I don’t see how to separate our lifelong chronic pain from existential pain. Pain that will never “get better” will have a strong effect on a person’s experience and view of their own existence.
A few decades ago, doctor-assisted suicide was considered a fringe idea despite surveys showing many physicians supported the idea under certain circumstances.
While doctor-assisted suicide remains a polarizing issue, some countries and states have begun to accept it.
Belgium, the Netherlands, Luxembourg and Switzerland have legalized voluntary euthanasia. In 2016, Canada legalized “medically assisted death.” Australia, France, South Africa and the United Kingdom are considering similar measures.
In the United States in 2014, the story of Brittany Maynard — a 29-year-old California woman with a brain tumor who wanted to end her life but had to travel to Oregon to do so — led to an outpouring of support and sympathy on social media.
Six states, including California, now allow some form of medical aid in dying.
Allowing assisted dying to come into the open has helped us gain insights about one of the most fundamental questions of our existence: Where do humans draw the line between choosing life and choosing death?
But a study released Wednesday in the New England Journal of Medicine suggests the answers may be surprising:
The reasons patients gave for wanting to end their lives had more to do with psychological suffering than physical suffering.
What kind of psychological suffering is independent of suffering chronic pain?
Chronic pain inevitably leads to psychological suffering, and this is something we pain patients fight as bravely as we can. We try not to let pain drag us down into a black pit of psychological darkness, but it’s hard to avoid.
Every chronic pain patient suffers psychologically because we can’t always keep our guard up to defend ourselves against the depressing thought that we will be in pain for the rest of our lives.
The study, based on information from Canada’s University Health Network in Toronto, represents all 74 people who inquired about assistance in dying from March 2016 to March 2017. Most were white and were diagnosed with cancer or a neurological disorder like amyotrophic lateral sclerosis, or Lou Gehrig’s disease.
For many people, death from a terminal illness may be synonymous with pain.
Much of the discussion about assisted suicide focuses on compassionate palliative care for cancer patients and about suffering that can’t be controlled by even the strongest opioids.
But that’s not what the people in the new study report.
“It’s what I call existential distress,” explained researcher Madeline Li, an associate professor at University of Toronto.
“Their quality of life is not what they want. They are mostly educated and affluent — people who are used to being successful and in control of their lives, and it’s how they want their death to be.”

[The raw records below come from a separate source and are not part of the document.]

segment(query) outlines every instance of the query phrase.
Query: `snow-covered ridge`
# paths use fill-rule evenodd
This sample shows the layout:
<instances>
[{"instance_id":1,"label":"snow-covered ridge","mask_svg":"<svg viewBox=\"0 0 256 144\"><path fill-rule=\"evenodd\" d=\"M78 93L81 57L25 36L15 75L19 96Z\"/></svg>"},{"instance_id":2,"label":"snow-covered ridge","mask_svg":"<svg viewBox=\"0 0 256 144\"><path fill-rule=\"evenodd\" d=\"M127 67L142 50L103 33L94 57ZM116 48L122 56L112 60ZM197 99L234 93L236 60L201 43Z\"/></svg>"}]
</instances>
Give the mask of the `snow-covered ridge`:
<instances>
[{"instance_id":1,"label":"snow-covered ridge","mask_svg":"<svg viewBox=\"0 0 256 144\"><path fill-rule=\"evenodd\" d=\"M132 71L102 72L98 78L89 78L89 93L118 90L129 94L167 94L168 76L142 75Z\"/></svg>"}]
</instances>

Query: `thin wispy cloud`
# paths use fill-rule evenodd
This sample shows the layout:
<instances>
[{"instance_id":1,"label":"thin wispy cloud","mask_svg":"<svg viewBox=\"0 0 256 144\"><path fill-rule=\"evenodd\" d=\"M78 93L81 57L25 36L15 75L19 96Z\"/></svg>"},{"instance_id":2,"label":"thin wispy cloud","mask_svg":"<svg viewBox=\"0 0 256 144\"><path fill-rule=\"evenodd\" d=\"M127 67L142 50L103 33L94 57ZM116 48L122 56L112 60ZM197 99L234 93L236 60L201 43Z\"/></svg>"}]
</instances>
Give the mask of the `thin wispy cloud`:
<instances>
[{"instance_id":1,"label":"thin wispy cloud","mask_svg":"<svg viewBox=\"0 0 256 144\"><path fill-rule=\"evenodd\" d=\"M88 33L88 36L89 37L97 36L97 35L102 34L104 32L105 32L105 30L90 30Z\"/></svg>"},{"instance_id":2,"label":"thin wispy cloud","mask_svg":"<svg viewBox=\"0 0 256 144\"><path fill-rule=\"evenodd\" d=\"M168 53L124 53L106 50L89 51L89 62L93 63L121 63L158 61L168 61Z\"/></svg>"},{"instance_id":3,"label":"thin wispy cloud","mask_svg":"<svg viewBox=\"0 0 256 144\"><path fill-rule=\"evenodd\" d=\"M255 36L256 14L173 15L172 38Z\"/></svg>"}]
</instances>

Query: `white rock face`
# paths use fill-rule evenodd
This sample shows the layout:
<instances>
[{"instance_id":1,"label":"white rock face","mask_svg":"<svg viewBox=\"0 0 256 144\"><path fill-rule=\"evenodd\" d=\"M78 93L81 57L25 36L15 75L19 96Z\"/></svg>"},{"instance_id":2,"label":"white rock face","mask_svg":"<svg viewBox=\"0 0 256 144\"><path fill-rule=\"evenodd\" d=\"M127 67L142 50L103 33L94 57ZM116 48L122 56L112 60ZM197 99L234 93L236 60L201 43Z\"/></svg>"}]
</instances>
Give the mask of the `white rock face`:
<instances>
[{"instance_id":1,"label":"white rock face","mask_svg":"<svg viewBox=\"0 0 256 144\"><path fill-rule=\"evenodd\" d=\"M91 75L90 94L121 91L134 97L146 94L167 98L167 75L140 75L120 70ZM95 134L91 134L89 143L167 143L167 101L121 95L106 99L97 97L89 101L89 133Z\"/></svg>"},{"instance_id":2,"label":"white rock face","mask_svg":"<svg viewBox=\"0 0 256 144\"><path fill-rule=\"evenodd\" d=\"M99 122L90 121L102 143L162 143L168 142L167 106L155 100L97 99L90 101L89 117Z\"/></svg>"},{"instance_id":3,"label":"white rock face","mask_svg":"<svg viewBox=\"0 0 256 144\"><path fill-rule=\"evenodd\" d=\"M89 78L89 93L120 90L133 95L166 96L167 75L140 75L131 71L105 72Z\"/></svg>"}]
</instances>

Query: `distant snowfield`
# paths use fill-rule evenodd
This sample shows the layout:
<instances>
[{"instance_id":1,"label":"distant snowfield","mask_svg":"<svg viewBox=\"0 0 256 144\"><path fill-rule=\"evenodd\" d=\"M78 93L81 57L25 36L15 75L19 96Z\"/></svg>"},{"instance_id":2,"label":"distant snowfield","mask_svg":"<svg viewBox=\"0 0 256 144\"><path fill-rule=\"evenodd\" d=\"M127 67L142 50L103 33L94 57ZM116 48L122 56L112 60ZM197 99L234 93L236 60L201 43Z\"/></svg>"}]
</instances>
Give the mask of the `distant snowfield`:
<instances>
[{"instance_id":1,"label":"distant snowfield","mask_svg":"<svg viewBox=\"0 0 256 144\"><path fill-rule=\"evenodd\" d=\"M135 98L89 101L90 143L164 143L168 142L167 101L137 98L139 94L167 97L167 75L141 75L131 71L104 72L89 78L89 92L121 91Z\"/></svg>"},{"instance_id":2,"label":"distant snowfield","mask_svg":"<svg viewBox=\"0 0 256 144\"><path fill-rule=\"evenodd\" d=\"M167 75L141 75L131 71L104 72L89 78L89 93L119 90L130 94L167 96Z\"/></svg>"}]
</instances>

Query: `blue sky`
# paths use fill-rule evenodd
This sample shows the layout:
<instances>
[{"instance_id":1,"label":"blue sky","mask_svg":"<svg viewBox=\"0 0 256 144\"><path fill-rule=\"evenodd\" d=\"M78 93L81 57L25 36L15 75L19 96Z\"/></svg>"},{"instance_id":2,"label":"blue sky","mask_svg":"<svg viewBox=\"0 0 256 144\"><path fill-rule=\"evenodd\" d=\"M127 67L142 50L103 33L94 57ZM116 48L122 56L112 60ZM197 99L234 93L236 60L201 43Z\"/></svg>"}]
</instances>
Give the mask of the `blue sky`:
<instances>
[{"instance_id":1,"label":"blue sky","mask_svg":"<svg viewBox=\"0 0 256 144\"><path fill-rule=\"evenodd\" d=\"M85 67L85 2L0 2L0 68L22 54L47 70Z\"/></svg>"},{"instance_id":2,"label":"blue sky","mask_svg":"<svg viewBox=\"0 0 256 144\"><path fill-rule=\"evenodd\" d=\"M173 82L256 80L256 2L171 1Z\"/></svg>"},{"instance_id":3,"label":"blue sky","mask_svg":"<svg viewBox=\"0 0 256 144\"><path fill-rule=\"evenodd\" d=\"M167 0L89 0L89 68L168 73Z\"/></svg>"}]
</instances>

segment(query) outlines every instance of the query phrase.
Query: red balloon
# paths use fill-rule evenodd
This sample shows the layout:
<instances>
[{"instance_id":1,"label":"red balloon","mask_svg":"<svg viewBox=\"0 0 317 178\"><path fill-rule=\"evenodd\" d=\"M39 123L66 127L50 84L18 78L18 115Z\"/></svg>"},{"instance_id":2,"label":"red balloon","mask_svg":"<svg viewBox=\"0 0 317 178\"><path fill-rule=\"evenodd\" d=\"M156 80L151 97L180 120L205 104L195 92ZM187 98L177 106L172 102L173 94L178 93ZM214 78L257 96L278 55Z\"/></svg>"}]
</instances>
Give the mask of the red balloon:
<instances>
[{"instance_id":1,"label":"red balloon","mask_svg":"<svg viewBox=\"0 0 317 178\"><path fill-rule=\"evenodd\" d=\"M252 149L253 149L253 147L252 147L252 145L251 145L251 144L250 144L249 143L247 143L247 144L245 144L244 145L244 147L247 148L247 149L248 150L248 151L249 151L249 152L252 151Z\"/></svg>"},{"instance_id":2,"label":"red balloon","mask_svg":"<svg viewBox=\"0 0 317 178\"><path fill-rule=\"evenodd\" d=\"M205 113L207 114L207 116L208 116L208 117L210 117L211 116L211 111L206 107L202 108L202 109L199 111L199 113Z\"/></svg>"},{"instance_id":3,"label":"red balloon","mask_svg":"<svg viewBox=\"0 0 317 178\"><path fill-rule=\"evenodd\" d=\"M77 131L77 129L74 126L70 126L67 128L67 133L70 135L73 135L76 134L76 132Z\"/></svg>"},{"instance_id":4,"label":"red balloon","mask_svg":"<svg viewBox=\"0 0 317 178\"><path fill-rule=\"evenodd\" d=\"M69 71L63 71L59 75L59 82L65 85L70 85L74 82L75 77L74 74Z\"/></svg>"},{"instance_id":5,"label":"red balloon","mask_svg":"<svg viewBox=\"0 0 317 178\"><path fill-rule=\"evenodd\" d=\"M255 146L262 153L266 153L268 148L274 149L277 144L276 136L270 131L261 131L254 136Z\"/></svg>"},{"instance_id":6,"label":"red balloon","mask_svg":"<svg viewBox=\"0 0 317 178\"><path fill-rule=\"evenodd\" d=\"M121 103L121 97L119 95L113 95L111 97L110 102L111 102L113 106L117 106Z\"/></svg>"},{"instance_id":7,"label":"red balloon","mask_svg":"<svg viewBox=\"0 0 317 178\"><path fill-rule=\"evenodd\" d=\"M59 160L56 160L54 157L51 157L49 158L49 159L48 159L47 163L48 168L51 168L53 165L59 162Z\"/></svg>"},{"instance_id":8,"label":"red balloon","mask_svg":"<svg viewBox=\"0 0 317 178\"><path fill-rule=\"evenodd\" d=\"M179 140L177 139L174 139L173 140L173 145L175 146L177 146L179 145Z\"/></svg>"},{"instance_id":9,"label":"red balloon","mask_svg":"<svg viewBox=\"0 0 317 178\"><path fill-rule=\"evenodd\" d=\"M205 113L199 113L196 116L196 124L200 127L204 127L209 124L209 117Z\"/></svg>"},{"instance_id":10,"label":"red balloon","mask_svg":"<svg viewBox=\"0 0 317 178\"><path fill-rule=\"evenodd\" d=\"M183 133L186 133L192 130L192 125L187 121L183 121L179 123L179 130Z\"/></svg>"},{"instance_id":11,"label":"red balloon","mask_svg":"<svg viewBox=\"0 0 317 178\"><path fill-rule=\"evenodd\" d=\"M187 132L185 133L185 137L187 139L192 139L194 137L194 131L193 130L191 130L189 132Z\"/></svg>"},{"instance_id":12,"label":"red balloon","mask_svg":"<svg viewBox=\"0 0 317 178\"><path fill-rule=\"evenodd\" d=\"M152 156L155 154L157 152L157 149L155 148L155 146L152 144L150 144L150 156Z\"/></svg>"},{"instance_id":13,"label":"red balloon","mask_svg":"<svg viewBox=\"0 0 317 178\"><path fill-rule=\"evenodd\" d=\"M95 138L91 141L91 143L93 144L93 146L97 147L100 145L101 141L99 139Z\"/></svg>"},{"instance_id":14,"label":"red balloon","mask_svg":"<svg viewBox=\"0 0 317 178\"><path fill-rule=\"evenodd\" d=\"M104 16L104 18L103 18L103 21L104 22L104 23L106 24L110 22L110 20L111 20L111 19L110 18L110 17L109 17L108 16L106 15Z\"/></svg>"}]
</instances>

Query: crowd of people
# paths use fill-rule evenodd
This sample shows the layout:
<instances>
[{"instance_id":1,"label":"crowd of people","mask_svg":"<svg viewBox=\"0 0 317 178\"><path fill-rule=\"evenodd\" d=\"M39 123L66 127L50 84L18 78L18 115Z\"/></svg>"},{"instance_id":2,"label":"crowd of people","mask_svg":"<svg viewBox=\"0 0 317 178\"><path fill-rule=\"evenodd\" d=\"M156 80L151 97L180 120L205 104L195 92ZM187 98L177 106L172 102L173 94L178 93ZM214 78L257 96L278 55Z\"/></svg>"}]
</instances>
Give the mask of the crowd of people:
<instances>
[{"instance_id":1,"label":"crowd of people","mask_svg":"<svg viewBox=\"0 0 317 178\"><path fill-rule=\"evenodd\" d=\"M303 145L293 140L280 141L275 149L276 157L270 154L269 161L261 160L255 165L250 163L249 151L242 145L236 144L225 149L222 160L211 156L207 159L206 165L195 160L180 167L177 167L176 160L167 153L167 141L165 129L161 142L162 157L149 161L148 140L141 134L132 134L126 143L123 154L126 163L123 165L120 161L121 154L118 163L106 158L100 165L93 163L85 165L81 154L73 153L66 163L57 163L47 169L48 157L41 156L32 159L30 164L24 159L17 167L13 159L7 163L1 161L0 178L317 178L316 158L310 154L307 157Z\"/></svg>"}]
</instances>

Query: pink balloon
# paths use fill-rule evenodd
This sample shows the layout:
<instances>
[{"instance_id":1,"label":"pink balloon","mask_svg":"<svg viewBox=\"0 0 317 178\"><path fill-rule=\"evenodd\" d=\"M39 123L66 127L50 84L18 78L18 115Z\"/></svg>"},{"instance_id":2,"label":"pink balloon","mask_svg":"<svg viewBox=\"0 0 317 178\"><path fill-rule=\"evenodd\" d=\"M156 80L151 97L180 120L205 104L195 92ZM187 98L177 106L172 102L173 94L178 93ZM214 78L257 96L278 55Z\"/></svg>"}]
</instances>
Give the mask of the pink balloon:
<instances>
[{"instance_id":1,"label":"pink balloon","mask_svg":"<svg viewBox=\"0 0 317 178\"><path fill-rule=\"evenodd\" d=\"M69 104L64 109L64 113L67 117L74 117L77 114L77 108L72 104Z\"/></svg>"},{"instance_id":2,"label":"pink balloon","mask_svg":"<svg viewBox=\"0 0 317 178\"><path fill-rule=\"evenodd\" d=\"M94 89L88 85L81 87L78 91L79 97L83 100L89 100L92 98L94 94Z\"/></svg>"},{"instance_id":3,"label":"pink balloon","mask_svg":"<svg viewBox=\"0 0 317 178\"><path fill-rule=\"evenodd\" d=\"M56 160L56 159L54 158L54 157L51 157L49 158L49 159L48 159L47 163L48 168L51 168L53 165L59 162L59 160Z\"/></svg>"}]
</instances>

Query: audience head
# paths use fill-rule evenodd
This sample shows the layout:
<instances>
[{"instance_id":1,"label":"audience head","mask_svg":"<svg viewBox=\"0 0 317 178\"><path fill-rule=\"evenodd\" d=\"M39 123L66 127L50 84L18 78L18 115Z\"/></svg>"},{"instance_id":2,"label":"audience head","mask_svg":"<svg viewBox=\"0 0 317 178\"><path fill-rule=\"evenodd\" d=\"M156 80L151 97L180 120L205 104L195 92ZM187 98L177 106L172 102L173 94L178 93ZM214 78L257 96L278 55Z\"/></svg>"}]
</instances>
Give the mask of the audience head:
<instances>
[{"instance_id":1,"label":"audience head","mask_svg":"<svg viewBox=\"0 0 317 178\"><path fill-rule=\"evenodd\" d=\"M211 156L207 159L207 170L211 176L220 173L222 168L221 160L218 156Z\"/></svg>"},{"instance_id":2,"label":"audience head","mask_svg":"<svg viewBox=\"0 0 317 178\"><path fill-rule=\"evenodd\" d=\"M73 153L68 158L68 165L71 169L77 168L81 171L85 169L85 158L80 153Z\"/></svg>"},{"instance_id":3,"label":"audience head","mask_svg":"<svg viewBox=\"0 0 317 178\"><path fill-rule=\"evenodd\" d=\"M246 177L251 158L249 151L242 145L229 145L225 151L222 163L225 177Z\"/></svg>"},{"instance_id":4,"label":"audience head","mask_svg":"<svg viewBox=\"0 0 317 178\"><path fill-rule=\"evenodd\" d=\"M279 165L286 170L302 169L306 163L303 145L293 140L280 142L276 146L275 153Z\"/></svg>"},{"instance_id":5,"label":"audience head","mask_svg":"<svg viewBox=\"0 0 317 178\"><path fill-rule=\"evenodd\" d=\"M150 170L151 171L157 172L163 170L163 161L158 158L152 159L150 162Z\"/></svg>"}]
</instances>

One of the main things these patients bring up has to do with “autonomy.” It’s a broad philosophical concept that has to do with being able to make your own decisions, not being dependent on others, wanting to be able to enjoy the things you enjoy and wanting dignity.
And when you can no longer function with autonomy, can no longer make your own decisions, are dependent on others, cannot enjoy the things you enjoy, and live without dignity?
Does that not sound almost like a definition of mental depression?
When they say:
Existential crises, not pain, lead to suicide.
this is like saying:
Hunger, not lack of food, leads to death.
Chronic pain is the cause of the existential crisis, just like a lack of food is the cause of hunger.
I’m angry that researchers can’t see this when it’s so obvious to those of us who have this kind of constant pain.
A study published in 2015 based on interviews with 159 patients or family members of deceased patients in Oregon — which allowed physicians to give prescriptions for self-administered lethal medications in 1997 — found similarly complex psychological motivations for decisions.
“These patients considered a hastened death over prolonged periods of time and repeatedly assessed the benefits and burdens of living versus dying,” researchers wrote in the Journal of General Internal Medicine.
“None of the participants cited responding to bad news, such as the diagnosis of cancer, or a depressed mood as motivations for interest in hastened death. Lack of access to health care and lack of palliative care also were not mentioned as issues of concern.”
Likewise a study in the New England Journal of Medicine in 1999 about the first year of the Oregon law noted:
“Many physicians reported that their patients had been decisive and independent throughout their lives or that the decision to request a lethal prescription was consistent with a long-standing belief about the importance of controlling the manner in which they died.”
“For the terminally ill like Brittany, it’s not a choice between not living and dying.
The fact that she would die is a given. It was about the manner in which a person will die.
She had literally been tortured to death.
What she wanted was having the option to pass away gently,” he said.
Maynard’s final Facebook post spoke to many millions around the world.
“Goodbye to all my dear friends and family that I love. Today is the day I have chosen to pass away with dignity in the face of my terminal illness, this terrible brain cancer that has taken so much from me … but would have taken so much more.”
When opioid prohibition makes effective pain relief inaccessible, we are sentenced to a diminished life.
With great effort and “mental tricks” we can find a way to make the most of the capabilities left to us, but over the years of pain, pain, and more pain we get worn down by our life.
At some point, “existential fatigue” sets in and we can no longer summon the mental power to keep our depressing reality at bay.